McGinty is a former Pennsylvania environmental secretary who’s gotten plenty of endorsements from establishment Democrats, so the union nod is in some respects no surprise.
But it’s helpful.
At a morning news conference in Center City Philadelphia, Neal Bisno, president of SEIU Health Care Pennsylvania said McGinty stood with fast food workers and airport employees struggling for better wages, and the union is with her.
“We’re going to do everything it takes. We’re going to knock on doors. We’re going to talk to our co-workers. We’re going to make a whole lot of phone calls and emails and Facebook posts,” Bisno said. “When we’re all in, we’re all in.”
Former Congressman Joe Sestak and Braddock Pennsylvania mayor John Fetterman are battling McGinty in the April 26th Democratic primary.
The union represents custodial and health care workers, and is active in progressive causes. Bisno said McGinty’s pledged to lead the fight for national $15 minimum wage and has stood strong for worker protections.
I asked Bisno why the union didn’t consider endorsing Fetterman, who’s made economic inequality the centerpiece of his campaign and has endorsed Bernie Sanders for president.

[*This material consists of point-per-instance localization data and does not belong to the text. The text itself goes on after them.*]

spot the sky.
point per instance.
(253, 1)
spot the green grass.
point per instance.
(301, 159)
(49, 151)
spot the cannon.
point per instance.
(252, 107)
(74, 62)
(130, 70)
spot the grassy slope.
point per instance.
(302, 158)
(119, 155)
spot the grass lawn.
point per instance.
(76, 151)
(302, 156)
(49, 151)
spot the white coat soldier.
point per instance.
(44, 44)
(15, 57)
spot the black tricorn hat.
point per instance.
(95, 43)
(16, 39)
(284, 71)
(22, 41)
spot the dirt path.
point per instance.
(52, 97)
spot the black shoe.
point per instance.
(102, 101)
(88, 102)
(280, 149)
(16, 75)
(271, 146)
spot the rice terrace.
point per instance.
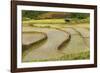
(55, 36)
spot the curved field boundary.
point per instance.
(55, 39)
(26, 46)
(84, 33)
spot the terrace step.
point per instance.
(55, 38)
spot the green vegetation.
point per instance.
(75, 49)
(76, 56)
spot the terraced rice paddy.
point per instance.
(57, 44)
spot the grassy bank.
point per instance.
(56, 21)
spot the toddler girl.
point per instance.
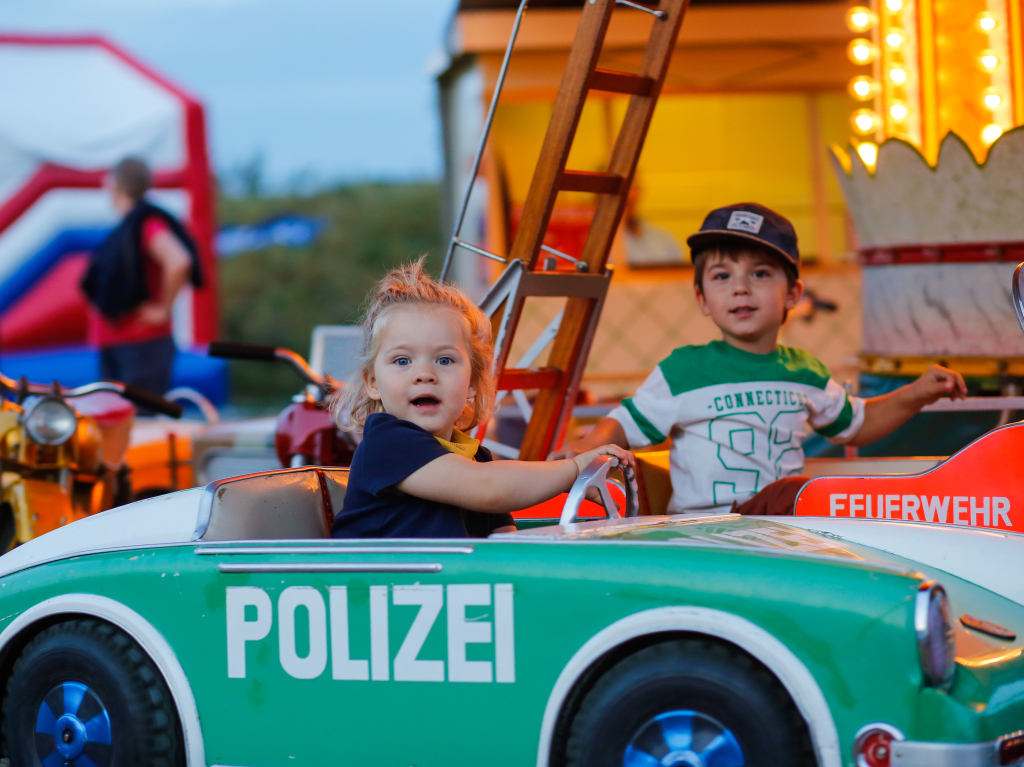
(425, 375)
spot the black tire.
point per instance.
(117, 692)
(645, 701)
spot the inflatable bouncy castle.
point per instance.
(73, 107)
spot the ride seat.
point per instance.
(654, 481)
(286, 505)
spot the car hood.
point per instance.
(156, 521)
(992, 559)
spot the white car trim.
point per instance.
(148, 638)
(989, 558)
(776, 656)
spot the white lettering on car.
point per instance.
(463, 632)
(936, 508)
(342, 665)
(241, 631)
(408, 667)
(313, 664)
(910, 506)
(380, 652)
(1000, 507)
(504, 635)
(960, 507)
(969, 511)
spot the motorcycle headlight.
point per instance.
(935, 635)
(49, 421)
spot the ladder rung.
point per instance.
(555, 285)
(520, 378)
(598, 183)
(621, 82)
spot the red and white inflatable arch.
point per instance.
(71, 108)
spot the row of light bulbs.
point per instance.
(864, 88)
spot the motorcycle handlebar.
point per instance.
(154, 401)
(132, 393)
(235, 350)
(232, 350)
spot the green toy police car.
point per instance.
(223, 627)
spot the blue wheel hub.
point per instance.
(73, 728)
(683, 738)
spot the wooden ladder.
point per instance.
(585, 284)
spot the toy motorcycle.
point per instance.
(305, 434)
(59, 463)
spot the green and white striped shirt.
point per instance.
(737, 420)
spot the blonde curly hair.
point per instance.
(403, 287)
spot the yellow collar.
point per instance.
(461, 443)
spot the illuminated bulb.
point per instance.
(865, 121)
(862, 51)
(868, 154)
(863, 88)
(859, 18)
(990, 132)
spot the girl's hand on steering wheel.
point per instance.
(583, 460)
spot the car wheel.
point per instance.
(84, 694)
(688, 704)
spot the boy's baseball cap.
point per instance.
(749, 222)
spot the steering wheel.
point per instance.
(596, 475)
(1016, 287)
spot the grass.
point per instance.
(276, 296)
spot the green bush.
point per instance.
(276, 296)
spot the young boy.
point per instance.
(737, 410)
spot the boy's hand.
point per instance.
(938, 382)
(562, 455)
(583, 460)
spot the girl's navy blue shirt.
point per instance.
(390, 451)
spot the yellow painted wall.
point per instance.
(705, 151)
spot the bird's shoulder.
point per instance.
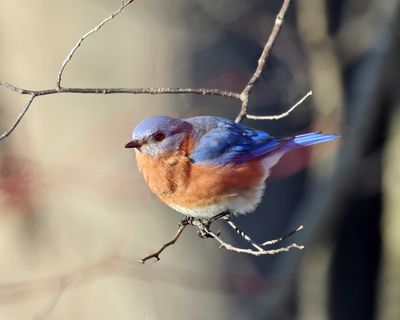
(220, 140)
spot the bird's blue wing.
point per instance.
(223, 141)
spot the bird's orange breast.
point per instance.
(177, 181)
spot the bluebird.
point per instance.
(204, 166)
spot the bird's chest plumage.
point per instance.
(165, 175)
(191, 187)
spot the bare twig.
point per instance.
(269, 242)
(86, 35)
(230, 247)
(282, 115)
(244, 96)
(256, 245)
(156, 255)
(19, 118)
(243, 234)
(38, 93)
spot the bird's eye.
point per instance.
(159, 136)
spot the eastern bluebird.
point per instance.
(203, 166)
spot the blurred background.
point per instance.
(75, 214)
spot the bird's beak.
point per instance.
(134, 144)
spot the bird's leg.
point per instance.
(206, 224)
(182, 225)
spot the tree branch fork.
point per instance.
(203, 226)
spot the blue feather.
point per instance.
(222, 141)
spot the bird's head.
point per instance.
(159, 134)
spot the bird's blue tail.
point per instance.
(311, 138)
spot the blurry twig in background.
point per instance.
(111, 262)
(242, 96)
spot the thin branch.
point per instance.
(156, 255)
(244, 96)
(86, 35)
(256, 245)
(269, 242)
(282, 115)
(243, 235)
(19, 118)
(200, 91)
(37, 93)
(230, 247)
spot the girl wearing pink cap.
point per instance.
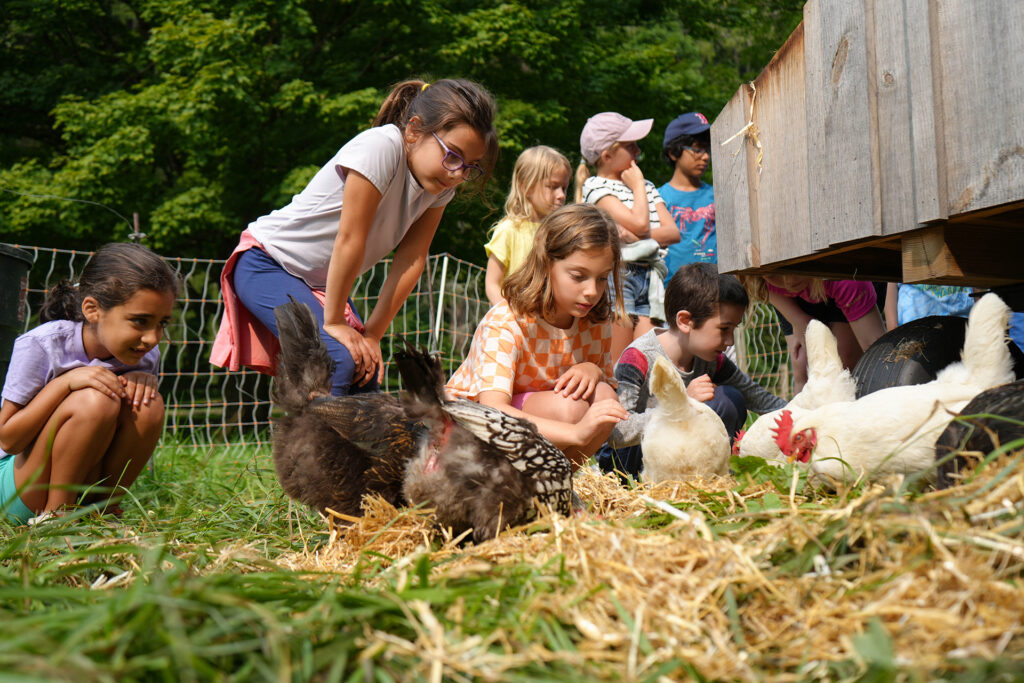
(608, 143)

“Both the other candidates in this race are good men,” Bisno said, but he said McGingy has been “a proven leader.”
“She’s been that throughout her career,” Bisno said. “We workd closely with her in Governor Wolf’s administration [she was Wolf’s chief of staff] and in other settings.” He also said the union wanted someone “who can work with other folks. She’s a fighter, but she’s also a consensus builder.”
Bisno didn’t say it, but the reference to working with others evokes the central criticism of the other candidate in the race, former Delaware County Congressman and former admiral Joe Sestak. Many Democratic leaders regard Sestak as a maverick, and resent his running against the late U.S. Sen. Arlen Specter in the 2010 Democratic primary.
Most leading Democrats endorsed Specter (who had recently left the Republican party) over Sestak. Sestak prevailed, but lost the seat to Republican Pat Toomey.
I reached out to the Sestak team, and campaign manager Jake Sternberger said “Joe has asked noone for endorsements. He’s out campaigning for the people.” And he said I could quote Sestak as saying, “They may have the big names. I have mine.”
The winner of the April 26th Democratic primary takes Toomey on in the general election.